Now, to allow this to work the div.parent must be ready. Otherwise, IE will cancel the whole page rendering with the "Operation Aborted" alert.

Event.onElementReady checks for features of the DOM element to determine whether or not the element is really ready to be manipulatd. Thankfully, IE doesn't mind if you read from an element before it's ready only if you try and modify it. This method will poll the DOM element until either the nextSibling or the textContent is non null.


Object.extend(Event,{
// check whether or not the DOM element is ready
onElementReady: function(element,callback)
{
if( element && (element.nextSibling || element.textContent) ){
callback();
}
else{
setTimeout( this.onElementReady.bind(this,element,callback), 1 );
}
}
});


Now we can attach our behaviors as the page is rendering and avoid "Operation Aborted" alerts from IE.

Tuesday, May 22, 2007

DRYing Up Polymorphic Controllers

Polymorphic routes allow drying up the controller implementation when functionality is identical, regardless of entry point. A good example is comments for articles and blogs. There is a challenge to balance the implementation of the comments controller reflecting the multiple incoming routes. Let's look at the way it could be written.

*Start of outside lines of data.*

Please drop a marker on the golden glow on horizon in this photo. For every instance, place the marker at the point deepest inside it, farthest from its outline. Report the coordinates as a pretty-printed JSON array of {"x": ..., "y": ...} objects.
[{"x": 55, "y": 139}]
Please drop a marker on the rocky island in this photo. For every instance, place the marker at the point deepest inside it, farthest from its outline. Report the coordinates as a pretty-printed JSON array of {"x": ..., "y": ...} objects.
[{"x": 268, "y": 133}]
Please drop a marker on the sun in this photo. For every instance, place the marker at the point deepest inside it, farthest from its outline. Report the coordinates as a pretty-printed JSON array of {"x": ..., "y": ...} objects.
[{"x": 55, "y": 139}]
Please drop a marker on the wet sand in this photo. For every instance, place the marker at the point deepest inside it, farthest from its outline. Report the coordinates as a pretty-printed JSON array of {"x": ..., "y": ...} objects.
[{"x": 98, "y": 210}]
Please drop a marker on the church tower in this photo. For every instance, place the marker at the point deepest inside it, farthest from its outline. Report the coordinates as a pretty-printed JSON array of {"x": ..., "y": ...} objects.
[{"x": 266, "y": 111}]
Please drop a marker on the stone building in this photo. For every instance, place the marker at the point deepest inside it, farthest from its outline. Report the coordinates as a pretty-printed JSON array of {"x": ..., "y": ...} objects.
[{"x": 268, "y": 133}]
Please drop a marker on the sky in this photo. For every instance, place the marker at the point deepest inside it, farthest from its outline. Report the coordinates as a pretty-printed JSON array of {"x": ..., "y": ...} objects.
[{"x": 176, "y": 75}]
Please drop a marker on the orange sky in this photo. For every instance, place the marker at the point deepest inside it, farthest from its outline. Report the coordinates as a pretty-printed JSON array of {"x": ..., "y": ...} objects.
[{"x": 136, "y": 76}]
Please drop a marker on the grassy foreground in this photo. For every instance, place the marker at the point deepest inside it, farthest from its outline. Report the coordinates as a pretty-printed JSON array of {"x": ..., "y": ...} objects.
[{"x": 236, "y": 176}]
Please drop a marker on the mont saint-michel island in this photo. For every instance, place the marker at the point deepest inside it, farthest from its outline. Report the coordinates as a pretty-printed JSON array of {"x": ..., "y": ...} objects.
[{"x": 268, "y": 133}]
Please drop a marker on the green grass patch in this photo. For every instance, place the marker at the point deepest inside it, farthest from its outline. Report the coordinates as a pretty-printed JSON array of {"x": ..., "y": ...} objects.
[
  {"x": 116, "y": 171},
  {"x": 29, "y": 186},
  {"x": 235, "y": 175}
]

Routing is straightforward with blogs and article models acting as commentable and both the comment model and comment controllers being polymorphic:

ActionController::Routing::Routes.draw do |map|
map.resources :articles, :has_many => [ :comments ]
map.resources :blogs, :has_many => [ :comments ]
end


This means that a comment can be created via post to either /articles/1/comments/new or /blogs/1/comments/new. The comments controller can be implemented to handle both:

class CommentsController < ApplicationController

def new
@parent = parent_object
@comment = Comment.new
end

def create

@parent = parent_object
@comment = @parent.comments.build(params[:comment])

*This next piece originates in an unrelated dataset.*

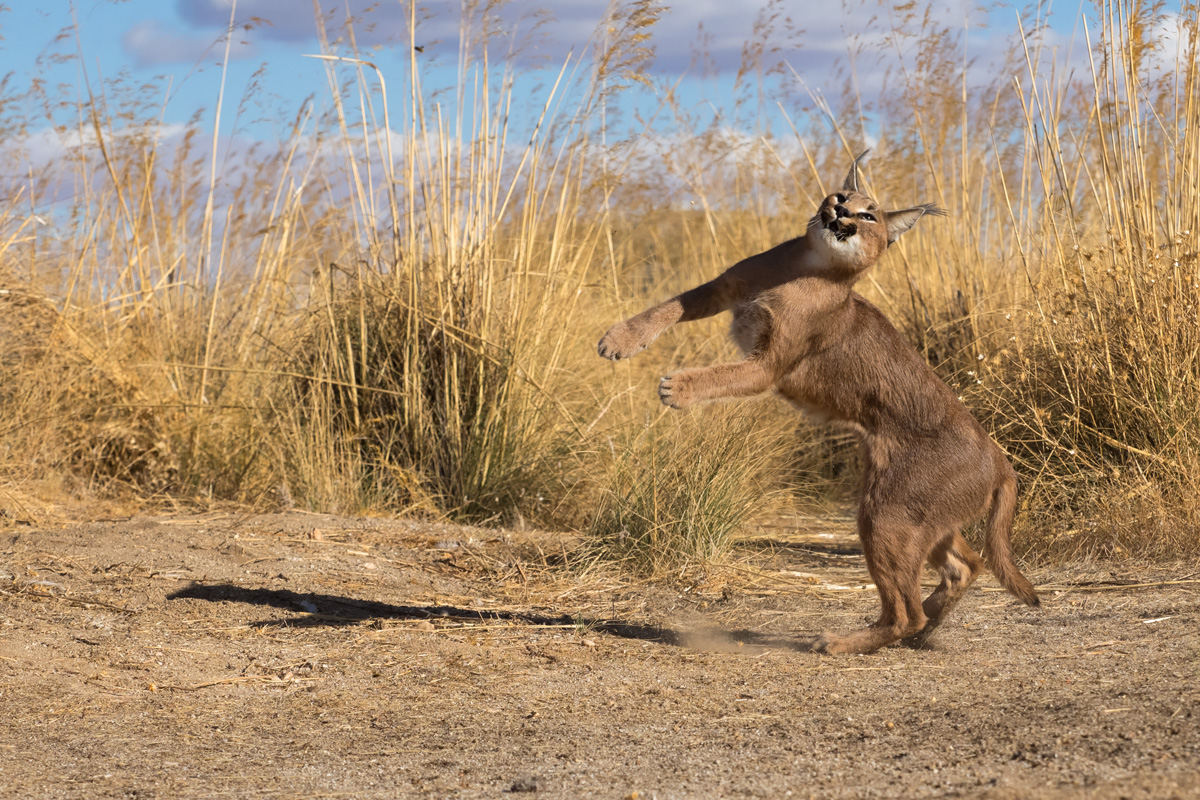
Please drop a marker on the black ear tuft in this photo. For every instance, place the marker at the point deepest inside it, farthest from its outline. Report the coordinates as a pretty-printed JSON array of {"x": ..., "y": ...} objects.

if @comment.valid? and @comment.save
redirect_to parent_url(@parent)
else
render :action => 'new'
end

end

private

def parent_object
case
when params[:article_id] then Article.find_by_id(params[:article_id])
when params[:news_id] then News.find_by_id(params[:news_id])
end
end

def parent_url(parent)
case
when params[:article_id] then article_url(parent)
when params[:news_id] then news_url(parent)
end
end

end


This method works fine and there is not much drive to start refactoring it right away. This changes, though, if there is a need to add another commentable or allow some other polymorphic route. Instead of adding more 'when' clauses the whole functionality can be extracted and abstracted based on the idea of having fixed naming conventions for resources that allow movement from a controller name to a model. The refactored example has the parent functionality extracted to the application controller to share it as-is with other polymorphic routes:

class ApplicationController < ActionController::Base

protected

class << self

attr_reader :parents

def parent_resources(*parents)
@parents = parents
end

end

def parent_id(parent)
request.path_parameters["#{ parent }_id"]
end

def parent_type
self.class.parents.detect { |parent| parent_id(parent) }
end

def parent_class
parent_type && parent_type.to_s.classify.constantize
end

def parent_object
parent_class && parent_class.find_by_id(parent_id(parent_type))
end

end

class CommentsController < ApplicationController

parent_resources :article, :blogs

def new
@parent = parent_object
@comment = Comment.new
end

def create

@parent = parent_object
@comment = @parent.comments.build(params[:comment])

if @comment.valid? and @comment.save
redirect_to send("#{ parent_type }_url", @parent)
else
render :action => 'new'
end

end

end

The parent_resources call declares resources that are parent for a current controller. An alternative approach is to guess such parent resources from the request URI and routes. Aaron is currently working on a patch on Edge implementing it. We'll update this post later.

If you currently use multiple polymorphic resources and have if clauses in the controller code, you might want to rethink how it could be DRYed up using this approach. In some cases views are very parent type specific. Then it might be better to have different templates and partials rendered via render :template => "/controller/#{ parent_type }_action".